Leeds United owner Massimo Cellino has offered Brian McDermott fresh hope of avoiding the sack by insisting the club’s manager was “my last problem” and denying that he had spoken to other coaches about taking the job at Elland Road.
Cellino said he and McDermott would “speak to each other, 100 per cent” in the days ahead and voiced sympathy for United’s boss, saying: “This situation would have been impossible for anyone, not just him.”
Previous comments from the Italian have given few hints of outright support for McDermott, and Cellino’s failure to meet with the 53-year-old last week – a meeting at which McDermott planned to discuss his retained list and summer transfer targets – cast further doubt on the likelihood of the ex-Reading manager remaining at Elland Road beyond the end of this season.
McDermott has two years left on his contract with Leeds but is yet to receive Cellino’s backing or any firm assurances about his future.
United have one game of the season remaining – at home to Derby County this weekend – after beating Birmingham City 3-1 on Saturday.
Cellino missed the victory after flying to Sardinia to watch his Italian club Cagliari play Parma yesterday.
Speaking to the YEP, Cellino said: “I’m going to talk to Brian.
“We will speak to each other 100 per cent and I will speak to him honestly.
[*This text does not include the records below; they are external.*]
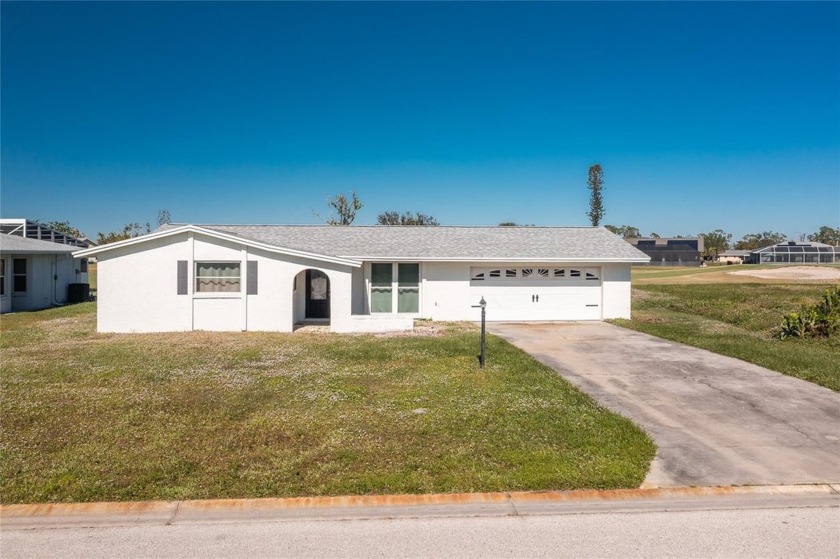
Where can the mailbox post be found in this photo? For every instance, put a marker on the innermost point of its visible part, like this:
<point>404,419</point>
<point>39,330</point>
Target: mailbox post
<point>483,306</point>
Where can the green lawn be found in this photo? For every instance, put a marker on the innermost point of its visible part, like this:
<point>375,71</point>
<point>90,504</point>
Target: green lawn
<point>93,417</point>
<point>738,320</point>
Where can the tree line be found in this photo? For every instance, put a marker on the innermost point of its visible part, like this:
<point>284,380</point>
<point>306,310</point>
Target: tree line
<point>343,209</point>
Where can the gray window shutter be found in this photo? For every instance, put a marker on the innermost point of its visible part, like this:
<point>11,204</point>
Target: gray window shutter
<point>182,277</point>
<point>251,288</point>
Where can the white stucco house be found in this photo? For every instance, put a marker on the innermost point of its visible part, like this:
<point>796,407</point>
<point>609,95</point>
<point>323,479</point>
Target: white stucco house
<point>358,278</point>
<point>35,274</point>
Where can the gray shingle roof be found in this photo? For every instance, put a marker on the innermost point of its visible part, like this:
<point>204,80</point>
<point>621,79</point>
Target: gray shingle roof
<point>443,243</point>
<point>13,244</point>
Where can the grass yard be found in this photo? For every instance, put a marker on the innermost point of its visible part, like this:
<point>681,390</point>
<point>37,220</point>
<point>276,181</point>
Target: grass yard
<point>95,417</point>
<point>737,319</point>
<point>649,275</point>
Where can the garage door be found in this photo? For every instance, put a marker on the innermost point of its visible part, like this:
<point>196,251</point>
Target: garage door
<point>538,292</point>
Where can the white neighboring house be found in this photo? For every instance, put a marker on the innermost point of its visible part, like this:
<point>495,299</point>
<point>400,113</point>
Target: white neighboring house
<point>358,278</point>
<point>35,274</point>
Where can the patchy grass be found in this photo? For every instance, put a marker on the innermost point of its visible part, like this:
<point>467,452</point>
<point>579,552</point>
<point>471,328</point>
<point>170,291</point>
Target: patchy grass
<point>738,320</point>
<point>648,275</point>
<point>93,417</point>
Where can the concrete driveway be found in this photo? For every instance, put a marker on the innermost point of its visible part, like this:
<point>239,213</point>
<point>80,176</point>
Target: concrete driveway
<point>716,420</point>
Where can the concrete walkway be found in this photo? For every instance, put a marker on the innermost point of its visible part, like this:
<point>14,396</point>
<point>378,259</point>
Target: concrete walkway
<point>716,420</point>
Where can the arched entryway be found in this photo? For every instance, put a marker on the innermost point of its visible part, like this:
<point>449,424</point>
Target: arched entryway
<point>312,296</point>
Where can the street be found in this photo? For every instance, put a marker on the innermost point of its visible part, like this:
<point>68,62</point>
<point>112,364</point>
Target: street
<point>802,523</point>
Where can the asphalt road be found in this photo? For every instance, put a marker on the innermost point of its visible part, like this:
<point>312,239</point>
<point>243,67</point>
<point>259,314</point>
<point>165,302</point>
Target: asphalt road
<point>715,420</point>
<point>771,525</point>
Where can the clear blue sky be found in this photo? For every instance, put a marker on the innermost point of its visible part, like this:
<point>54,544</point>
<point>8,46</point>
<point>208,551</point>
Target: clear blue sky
<point>703,115</point>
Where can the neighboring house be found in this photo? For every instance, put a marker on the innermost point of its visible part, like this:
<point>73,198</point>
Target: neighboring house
<point>36,274</point>
<point>357,278</point>
<point>34,230</point>
<point>733,256</point>
<point>670,252</point>
<point>792,252</point>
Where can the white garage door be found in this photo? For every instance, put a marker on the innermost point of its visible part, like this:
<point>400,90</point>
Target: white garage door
<point>538,292</point>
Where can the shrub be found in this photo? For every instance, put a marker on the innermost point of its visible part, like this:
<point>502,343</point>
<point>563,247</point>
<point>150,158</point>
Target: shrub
<point>819,320</point>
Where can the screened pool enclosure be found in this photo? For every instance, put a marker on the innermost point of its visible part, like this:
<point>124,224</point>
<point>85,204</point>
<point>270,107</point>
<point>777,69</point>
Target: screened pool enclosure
<point>797,253</point>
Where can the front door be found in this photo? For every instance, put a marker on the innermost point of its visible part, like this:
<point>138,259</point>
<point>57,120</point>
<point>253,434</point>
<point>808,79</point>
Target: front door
<point>317,294</point>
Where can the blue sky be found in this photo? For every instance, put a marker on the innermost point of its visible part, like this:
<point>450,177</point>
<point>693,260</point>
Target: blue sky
<point>703,115</point>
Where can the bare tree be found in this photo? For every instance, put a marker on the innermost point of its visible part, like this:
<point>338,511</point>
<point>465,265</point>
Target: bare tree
<point>163,217</point>
<point>595,183</point>
<point>342,210</point>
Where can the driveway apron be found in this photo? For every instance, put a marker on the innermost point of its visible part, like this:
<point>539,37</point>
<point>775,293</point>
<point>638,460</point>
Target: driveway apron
<point>716,420</point>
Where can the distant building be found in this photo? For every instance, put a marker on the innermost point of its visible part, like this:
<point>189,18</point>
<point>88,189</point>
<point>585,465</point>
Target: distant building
<point>671,252</point>
<point>34,230</point>
<point>733,256</point>
<point>39,274</point>
<point>792,252</point>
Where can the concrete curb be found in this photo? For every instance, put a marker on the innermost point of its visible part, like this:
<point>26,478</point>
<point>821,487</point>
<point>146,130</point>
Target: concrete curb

There is so much going on at Leeds and already I’ve changed my mind 10 times about a lot of things. But let me tell you, the coach is my last problem here.
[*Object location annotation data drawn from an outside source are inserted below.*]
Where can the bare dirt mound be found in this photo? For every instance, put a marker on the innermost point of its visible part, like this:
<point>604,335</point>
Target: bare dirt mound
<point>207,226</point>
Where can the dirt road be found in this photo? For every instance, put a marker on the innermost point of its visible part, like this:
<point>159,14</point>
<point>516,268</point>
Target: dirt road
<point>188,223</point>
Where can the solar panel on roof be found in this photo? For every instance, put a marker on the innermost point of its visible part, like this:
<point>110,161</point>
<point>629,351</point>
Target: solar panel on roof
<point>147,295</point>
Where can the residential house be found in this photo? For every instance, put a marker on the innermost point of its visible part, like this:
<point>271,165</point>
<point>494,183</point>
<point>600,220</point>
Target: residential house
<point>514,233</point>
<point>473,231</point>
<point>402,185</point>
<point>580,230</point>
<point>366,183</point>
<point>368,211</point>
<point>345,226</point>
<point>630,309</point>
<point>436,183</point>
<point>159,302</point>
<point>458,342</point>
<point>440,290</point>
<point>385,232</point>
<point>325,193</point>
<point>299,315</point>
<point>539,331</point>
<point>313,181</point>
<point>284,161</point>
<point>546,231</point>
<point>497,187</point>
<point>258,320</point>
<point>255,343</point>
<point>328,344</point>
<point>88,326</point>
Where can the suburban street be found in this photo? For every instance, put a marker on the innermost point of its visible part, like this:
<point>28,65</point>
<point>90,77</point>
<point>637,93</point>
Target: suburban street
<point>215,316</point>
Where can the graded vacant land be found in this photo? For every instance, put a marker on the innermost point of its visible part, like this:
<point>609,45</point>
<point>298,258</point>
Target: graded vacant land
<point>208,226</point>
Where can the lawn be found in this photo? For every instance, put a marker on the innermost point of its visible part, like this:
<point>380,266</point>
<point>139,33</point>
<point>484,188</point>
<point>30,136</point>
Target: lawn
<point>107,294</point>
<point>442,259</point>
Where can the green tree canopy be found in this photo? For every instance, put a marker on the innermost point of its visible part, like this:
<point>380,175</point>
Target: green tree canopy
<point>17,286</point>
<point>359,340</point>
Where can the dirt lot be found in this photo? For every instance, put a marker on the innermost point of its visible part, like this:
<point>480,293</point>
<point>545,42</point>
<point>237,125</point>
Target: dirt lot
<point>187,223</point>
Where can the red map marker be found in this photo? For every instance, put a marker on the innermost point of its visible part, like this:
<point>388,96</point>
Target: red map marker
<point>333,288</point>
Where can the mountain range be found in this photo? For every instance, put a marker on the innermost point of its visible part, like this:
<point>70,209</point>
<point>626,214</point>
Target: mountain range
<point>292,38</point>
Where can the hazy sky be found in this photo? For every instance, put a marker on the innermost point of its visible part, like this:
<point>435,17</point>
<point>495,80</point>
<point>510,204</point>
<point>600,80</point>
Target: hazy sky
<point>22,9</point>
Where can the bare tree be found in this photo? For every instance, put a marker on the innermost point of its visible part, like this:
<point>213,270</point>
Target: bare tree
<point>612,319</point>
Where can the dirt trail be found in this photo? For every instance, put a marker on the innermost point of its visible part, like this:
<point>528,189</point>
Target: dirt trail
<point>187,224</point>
“There are much bigger problems.” Asked if he had approached potential replacements for McDermott, Cellino said: “I haven’t talked to other coaches.”
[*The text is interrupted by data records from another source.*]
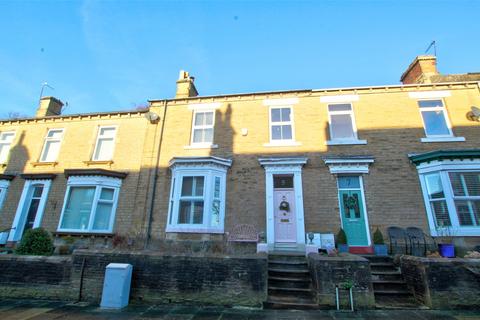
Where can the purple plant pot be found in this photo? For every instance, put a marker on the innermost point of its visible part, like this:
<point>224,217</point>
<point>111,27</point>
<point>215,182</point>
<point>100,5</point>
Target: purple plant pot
<point>446,250</point>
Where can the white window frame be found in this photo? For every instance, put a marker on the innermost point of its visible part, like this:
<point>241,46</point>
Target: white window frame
<point>202,127</point>
<point>439,137</point>
<point>48,139</point>
<point>20,216</point>
<point>4,161</point>
<point>4,184</point>
<point>291,123</point>
<point>98,182</point>
<point>351,113</point>
<point>98,138</point>
<point>443,168</point>
<point>197,169</point>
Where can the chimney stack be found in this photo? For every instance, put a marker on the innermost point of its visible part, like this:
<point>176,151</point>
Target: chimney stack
<point>49,106</point>
<point>185,86</point>
<point>420,70</point>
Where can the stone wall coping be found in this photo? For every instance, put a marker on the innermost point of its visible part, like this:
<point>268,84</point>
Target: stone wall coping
<point>59,259</point>
<point>103,252</point>
<point>347,257</point>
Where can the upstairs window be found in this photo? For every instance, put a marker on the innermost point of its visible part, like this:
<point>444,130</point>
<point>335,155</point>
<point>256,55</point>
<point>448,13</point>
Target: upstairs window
<point>90,204</point>
<point>105,144</point>
<point>435,120</point>
<point>281,124</point>
<point>202,128</point>
<point>51,147</point>
<point>6,139</point>
<point>341,122</point>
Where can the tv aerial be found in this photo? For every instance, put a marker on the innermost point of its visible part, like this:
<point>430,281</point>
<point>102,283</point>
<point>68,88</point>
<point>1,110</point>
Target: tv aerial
<point>152,117</point>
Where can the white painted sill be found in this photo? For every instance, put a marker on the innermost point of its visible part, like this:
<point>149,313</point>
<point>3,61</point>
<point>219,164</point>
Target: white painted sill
<point>282,144</point>
<point>194,230</point>
<point>344,142</point>
<point>443,139</point>
<point>201,146</point>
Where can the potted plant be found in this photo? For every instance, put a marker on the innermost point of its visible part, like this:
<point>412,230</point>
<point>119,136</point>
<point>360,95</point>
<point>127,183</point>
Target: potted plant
<point>379,245</point>
<point>446,249</point>
<point>341,241</point>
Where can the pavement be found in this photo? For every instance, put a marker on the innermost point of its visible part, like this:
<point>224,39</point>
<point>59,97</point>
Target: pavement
<point>47,310</point>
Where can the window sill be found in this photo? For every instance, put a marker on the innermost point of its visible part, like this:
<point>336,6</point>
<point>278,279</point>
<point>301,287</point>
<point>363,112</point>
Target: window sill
<point>443,139</point>
<point>60,233</point>
<point>344,142</point>
<point>194,230</point>
<point>282,144</point>
<point>44,164</point>
<point>97,162</point>
<point>201,146</point>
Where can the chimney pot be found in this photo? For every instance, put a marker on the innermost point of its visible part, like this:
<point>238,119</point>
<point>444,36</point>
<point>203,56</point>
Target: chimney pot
<point>49,106</point>
<point>420,70</point>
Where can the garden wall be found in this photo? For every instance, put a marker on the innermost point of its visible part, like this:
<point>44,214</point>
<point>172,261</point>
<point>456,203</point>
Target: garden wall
<point>442,283</point>
<point>157,278</point>
<point>329,272</point>
<point>36,277</point>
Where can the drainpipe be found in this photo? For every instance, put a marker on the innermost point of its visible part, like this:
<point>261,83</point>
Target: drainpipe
<point>155,178</point>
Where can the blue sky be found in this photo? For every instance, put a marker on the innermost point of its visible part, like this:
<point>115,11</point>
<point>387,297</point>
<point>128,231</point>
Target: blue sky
<point>105,55</point>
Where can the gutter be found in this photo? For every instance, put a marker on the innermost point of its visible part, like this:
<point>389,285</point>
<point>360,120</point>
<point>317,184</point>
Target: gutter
<point>155,179</point>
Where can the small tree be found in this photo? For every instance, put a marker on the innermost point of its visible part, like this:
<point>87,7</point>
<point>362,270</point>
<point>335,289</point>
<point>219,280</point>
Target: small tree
<point>341,237</point>
<point>36,242</point>
<point>378,237</point>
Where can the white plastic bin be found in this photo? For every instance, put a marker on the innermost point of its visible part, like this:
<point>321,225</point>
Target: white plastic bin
<point>116,286</point>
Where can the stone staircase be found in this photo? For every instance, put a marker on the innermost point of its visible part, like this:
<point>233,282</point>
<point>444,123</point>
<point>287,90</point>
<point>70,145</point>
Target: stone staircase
<point>289,282</point>
<point>389,287</point>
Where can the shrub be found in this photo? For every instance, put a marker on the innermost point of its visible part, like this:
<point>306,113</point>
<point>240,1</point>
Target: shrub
<point>341,237</point>
<point>36,242</point>
<point>378,237</point>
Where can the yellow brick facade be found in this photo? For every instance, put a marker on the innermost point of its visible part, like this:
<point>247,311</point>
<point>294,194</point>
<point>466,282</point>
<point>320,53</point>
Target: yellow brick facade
<point>386,117</point>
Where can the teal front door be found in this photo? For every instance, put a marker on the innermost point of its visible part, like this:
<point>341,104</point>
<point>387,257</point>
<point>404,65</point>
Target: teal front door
<point>351,208</point>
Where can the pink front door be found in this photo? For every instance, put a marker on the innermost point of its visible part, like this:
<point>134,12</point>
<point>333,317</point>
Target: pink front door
<point>285,218</point>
United have won three of their last four league games, the club’s best sequence of form since November.
Cellino was conciliatory towards McDermott and directed criticism at Gulf Finance House, the Bahraini bank he bought out on April 7.
“Brian’s a good man but they (GFH) took his soul and he’s unhappy,” Cellino said.
“He had a dream, he had promises but then he came here and found a f****** nightmare.
“Because of that, I don’t think he’s been able to be himself. He’s been someone else.
“He started on the wrong foot, he was told a lot of bulls**t and the best coach in the world wouldn’t have done better. That is true.
“He was a good coach at Reading and maybe he can be a good coach here. But he isn’t a manager.”